The Bill applies broadly to all types of arbitration agreements with class action waivers, including contracts between (1) businesses and consumers, (2) employers and employees, and (3) businesses and businesses, such as franchise agreements. Even negotiated contracts are covered. The Bill provides that the ban is to be retroactive and applied to any written agreement in existence on or after the date the law takes effect.

Court decisions outside Maryland that have invalidated class action waivers in arbitration agreements typically focused on arbitration provisions that the court considered to be unfair, such as a limitation on remedies or a requirement that the consumer bear arbitration fees exceeding court filing fees, and/or that had the effect of clearing defendants from liability because of the small dollar amount of the claims and the belief that the consumers would not have been able to find attorneys willing to represent them in individual arbitrations. In contrast, House Bill 729 would ban all class action waivers regardless of the nature of the contract, the type or dollar amount of the claim(s), and/or the consumer’s ability to find representation.

(Click here for “A Scorecard on Where Federal and State Appellate Courts and Statutes Stand on Enforcing Class Action Waivers in Pre-Dispute Consumer Arbitration Agreements.”)

The Bill raises serious constitutional questions. Section 2 of the Federal Arbitration Act (FAA) requires courts to enforce written arbitration agreements except “upon such grounds as exist at law or in equity for the revocation of any contract.” However, the Bill aims to invalidate a specific type of contract—an agreement containing a class action waiver. In AT&T Mobility, LLC v. Concepcion, the U.S. Supreme Court is poised to decide whether a state policy favoring class actions can override Section 2 ’s broad command to enforce arbitration agreements as written. (Click here for a prior legal alert on Concepcion.)

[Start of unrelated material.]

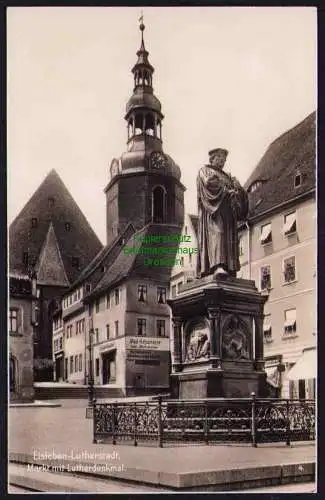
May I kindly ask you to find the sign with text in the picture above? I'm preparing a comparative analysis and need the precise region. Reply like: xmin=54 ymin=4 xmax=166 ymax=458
xmin=125 ymin=337 xmax=169 ymax=351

In seeking to retroactively apply the legislation to agreements predating its effective date of October 1, 2011, it may be contrary to the Contracts and Due Process Clauses of the U.S. Constitution. If the Bill becomes law, consumers, employees, and businesses will be deprived of opportunities to use arbitration as a forum for resolving disputes.

Empirical data shows that arbitration is faster and more cost-effective than the courts for resolving disputes. The data also establishes that consumers and employees do at least as well in arbitration as they do in court. See, for example, the studies conducted by the Searle Civil Justice Institute of Northwestern University School of Law during 2009, which are published at C. Drahozal and S. Zyontz, “An Empirical Study of AAA Consumer Arbitrations,” 25 Ohio St. J. on Disp. Resol. 843 (2010), and C. Drahozal and S. Zyontz, “Creditor Claims in Arbitration and in Court,” 7 Hastings Bus. L. J. 77 (2011).

There is no empirical data showing that consumers and employees are treated unfairly in arbitration or that class actions provide them with a better option of obtaining redress than pursuing individual claims in arbitration. Indeed, evidence demonstrates that consumers very seldom obtain meaningful relief as a member of a class and that the only real beneficiaries are plaintiffs’ class action lawyers.

Finally, the Bill would result in the already overburdened Maryland courts becoming a magnet for class actions that might otherwise have been brought in other states.